China has vowed to expand the scope of the court assessors system, allowing them to participate in more cases and clarifying their roles, a senior legal official said.
Jiang Wei, head of the Office of the Central Leading Group for Judicial Reform, also said today in a press briefing on revamping the nation’s legal system that increased efforts would be made to ensure people’s right to participate in the judicial process and that officials are kept from interfering into court proceedings.
The current system is flawed, Jiang said, because the number of court assessors is limited. The assessors have the same authority and power as judges in determining the application of laws and examining of facts in legal proceedings.
In a jury system, it is the jurors who are responsible for making judgments on facts and giving their verdict.

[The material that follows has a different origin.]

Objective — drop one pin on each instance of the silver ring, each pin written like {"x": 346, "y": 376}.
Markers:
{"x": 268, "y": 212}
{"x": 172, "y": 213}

The judges are responsible for application of law and imposing sentences.
Thus, in the assessors system, the distinction between the function and role of the judge and jury has vanished.
“To ask those assessors who do not have enough legal knowledge to get involved in determining the application of the laws will lead to a situation that the assessors [are] not willing to or do not dare to give their opinion,” Jiang said.
Changes will be made in order that assessors will not determine how the laws should be applied, but only examine facts of a case, he added.